Happy Holidays everyone! I’m gonna cut to the chase because for a non-election year, things have been more than a little wild in Washington, DC as it relates to community banking.
Let me start with the circus we call the Consumer Financial Protection Bureau (CFPB). Richard Cordray finally decided to step away from his role as director of the agency prior to his term being up apparently to run for Governor of Ohio. But, not before he flung one last arrow to the current administration. In an 11th hour move on the Friday after Thanksgiving (when generally nothing happens!), Cordray left office abruptly and placed a staffer in charge who was seemingly unfit by any measure of experience with the agency, the law or financial service related issues. The move seemed typical of the former director’s mantra that he answered to no one.

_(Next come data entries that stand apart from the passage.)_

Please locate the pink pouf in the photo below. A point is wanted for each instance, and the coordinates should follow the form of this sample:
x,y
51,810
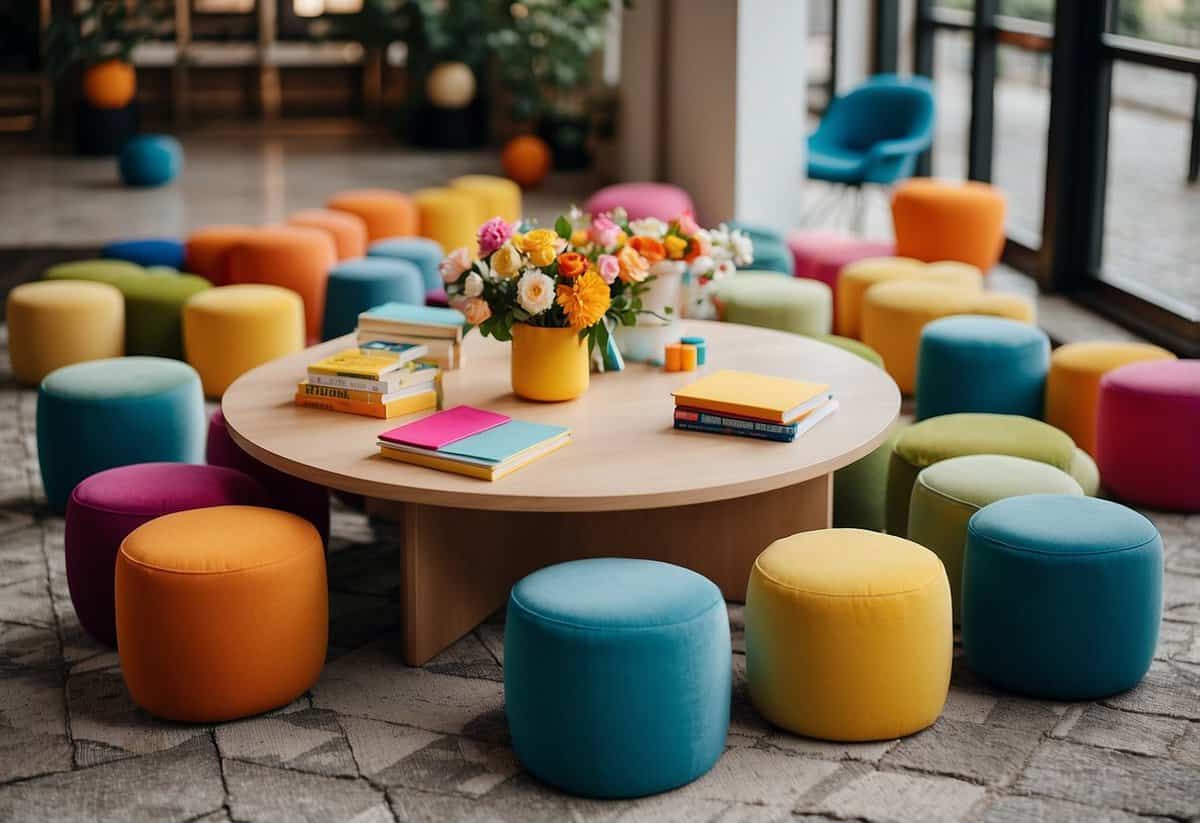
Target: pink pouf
x,y
105,508
1147,439
641,199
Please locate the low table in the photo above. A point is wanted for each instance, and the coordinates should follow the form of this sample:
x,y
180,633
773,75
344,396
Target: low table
x,y
628,485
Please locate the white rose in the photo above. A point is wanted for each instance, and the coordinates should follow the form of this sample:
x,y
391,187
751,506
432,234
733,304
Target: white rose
x,y
535,292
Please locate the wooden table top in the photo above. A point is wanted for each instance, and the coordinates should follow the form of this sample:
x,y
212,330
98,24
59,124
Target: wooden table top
x,y
624,452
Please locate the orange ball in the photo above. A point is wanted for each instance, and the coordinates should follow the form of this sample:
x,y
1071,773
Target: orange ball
x,y
109,84
526,160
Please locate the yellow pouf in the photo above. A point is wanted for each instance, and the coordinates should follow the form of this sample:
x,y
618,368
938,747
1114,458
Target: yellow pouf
x,y
450,217
498,197
58,323
849,635
1073,386
231,330
894,314
856,278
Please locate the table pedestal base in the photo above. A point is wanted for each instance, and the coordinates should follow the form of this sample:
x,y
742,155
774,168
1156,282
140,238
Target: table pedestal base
x,y
460,564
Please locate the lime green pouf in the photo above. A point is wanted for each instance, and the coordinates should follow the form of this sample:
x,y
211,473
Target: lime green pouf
x,y
154,301
774,301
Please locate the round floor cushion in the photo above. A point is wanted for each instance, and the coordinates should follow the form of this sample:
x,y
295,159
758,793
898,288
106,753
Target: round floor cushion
x,y
849,635
106,506
617,676
1061,595
107,413
949,492
1147,438
59,323
221,612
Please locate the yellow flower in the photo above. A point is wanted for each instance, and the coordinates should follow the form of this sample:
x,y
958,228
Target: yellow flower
x,y
585,300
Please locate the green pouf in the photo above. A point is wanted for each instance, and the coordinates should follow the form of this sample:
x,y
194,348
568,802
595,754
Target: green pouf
x,y
769,300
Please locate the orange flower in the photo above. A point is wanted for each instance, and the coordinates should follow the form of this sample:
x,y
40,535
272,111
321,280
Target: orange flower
x,y
585,301
649,247
634,268
571,264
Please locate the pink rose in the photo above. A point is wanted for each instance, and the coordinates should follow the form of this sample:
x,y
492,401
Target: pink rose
x,y
493,234
609,268
604,232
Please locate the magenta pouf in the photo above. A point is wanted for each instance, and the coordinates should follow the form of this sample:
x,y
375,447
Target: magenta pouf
x,y
1147,437
283,491
642,199
107,506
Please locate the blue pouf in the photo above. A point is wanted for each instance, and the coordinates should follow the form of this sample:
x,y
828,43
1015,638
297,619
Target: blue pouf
x,y
993,365
355,286
107,413
148,252
1061,595
421,252
150,160
617,676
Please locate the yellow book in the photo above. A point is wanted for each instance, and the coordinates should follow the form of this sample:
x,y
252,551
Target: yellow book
x,y
760,396
426,400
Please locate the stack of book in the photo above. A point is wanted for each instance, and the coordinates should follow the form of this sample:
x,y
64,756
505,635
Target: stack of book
x,y
768,408
472,442
377,379
439,330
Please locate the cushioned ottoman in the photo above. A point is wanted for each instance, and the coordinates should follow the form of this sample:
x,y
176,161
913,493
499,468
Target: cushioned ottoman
x,y
207,251
939,220
894,314
58,323
357,286
849,635
232,329
617,676
642,199
765,299
106,506
1073,386
289,257
221,612
106,413
421,252
949,492
348,232
497,197
982,364
283,491
856,278
147,252
958,434
387,212
1061,596
1147,438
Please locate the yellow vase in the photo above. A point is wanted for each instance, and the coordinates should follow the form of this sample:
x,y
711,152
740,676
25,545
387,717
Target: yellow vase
x,y
549,365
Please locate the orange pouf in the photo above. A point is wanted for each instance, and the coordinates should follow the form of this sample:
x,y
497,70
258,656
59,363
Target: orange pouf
x,y
221,612
109,84
948,221
527,160
292,257
207,251
349,232
387,212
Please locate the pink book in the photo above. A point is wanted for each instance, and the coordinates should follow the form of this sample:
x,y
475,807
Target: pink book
x,y
444,427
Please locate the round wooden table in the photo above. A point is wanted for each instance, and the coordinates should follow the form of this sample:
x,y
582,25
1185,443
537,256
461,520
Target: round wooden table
x,y
627,485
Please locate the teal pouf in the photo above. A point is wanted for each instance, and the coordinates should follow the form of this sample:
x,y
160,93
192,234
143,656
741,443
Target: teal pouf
x,y
1061,595
107,413
617,676
970,362
366,282
421,252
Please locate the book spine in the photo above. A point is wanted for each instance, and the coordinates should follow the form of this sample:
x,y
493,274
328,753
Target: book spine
x,y
738,432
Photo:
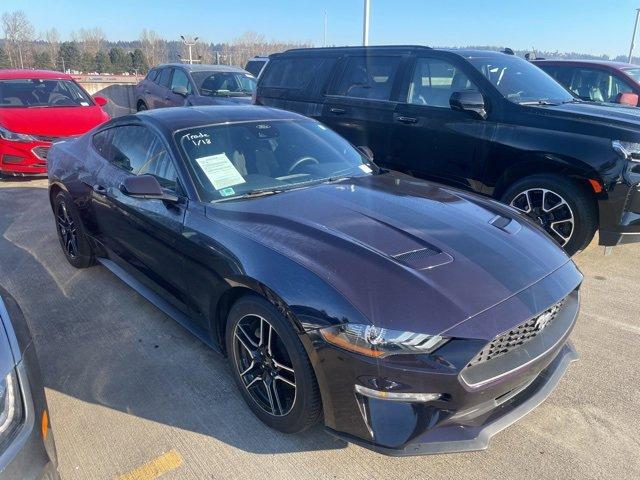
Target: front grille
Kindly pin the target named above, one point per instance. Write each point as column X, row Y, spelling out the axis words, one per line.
column 514, row 338
column 41, row 152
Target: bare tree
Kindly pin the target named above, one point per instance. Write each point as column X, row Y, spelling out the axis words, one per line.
column 91, row 40
column 52, row 38
column 153, row 47
column 18, row 32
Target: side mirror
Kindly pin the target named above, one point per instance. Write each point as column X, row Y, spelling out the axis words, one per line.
column 180, row 91
column 100, row 101
column 366, row 151
column 469, row 101
column 145, row 186
column 628, row 99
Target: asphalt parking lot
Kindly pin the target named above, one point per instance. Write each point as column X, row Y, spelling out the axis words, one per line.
column 134, row 396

Hours later, President Trump appointed Mick Mulvaney, director of the Office of Management and Budget, as the acting director of the CFPB. Chaos ensued, particularly within the agency. Thankfully, not for very long as Federal District Judge Tim Kelly blocked the moves by Cordray affirming that Mulvaney is now legally the acting director. Mulvaney has long been a critic of the CFPB’s maverick independence and will be good for community banking.
At the same time, there’s hope for community bank regulatory relief! Even after Senate Banking Committee Ranking Member Brown divorced himself of negotiations with Chairman Crapo on a proposal, other moderate Democrats (both on and off the committee), including Senator Heitkamp, worked in bipartisan fashion to help craft a regulatory relief bill that is meaningful for community banks.
For banks under $10 billion, QM relief for portfolio mortgages, escrow requirement exemptions, capital simplification and Volcker Rule exemptions reside in the provisions. For banks at or below $5 billion, the bill calls for short form call reports in the 1st and 3rd quarters. For banks $3 billion or less, the Fed’s Small Bank Holding Company Policy Statement threshold is increased from $1 billion to $3 billion. For all banks, the deal holds some TRID relief by removing the 3 day waiting period when a 2nd offer of credit is extended with a lower APR, certain reciprocal deposits will not be considered brokered deposits, and exempts banks that originate fewer than 500 closed-end mortgages or open-end lines of credit from the dreaded new HMDA data fields that are on the near horizon.
A mark-up of the bill is scheduled for next week in the Senate. The House has said they will take up the bill when it comes to them. But it’s unlikely that anything will get enacted until after the primary deadline filings in spring. Politics again!
Have a wonderful and safe holiday season!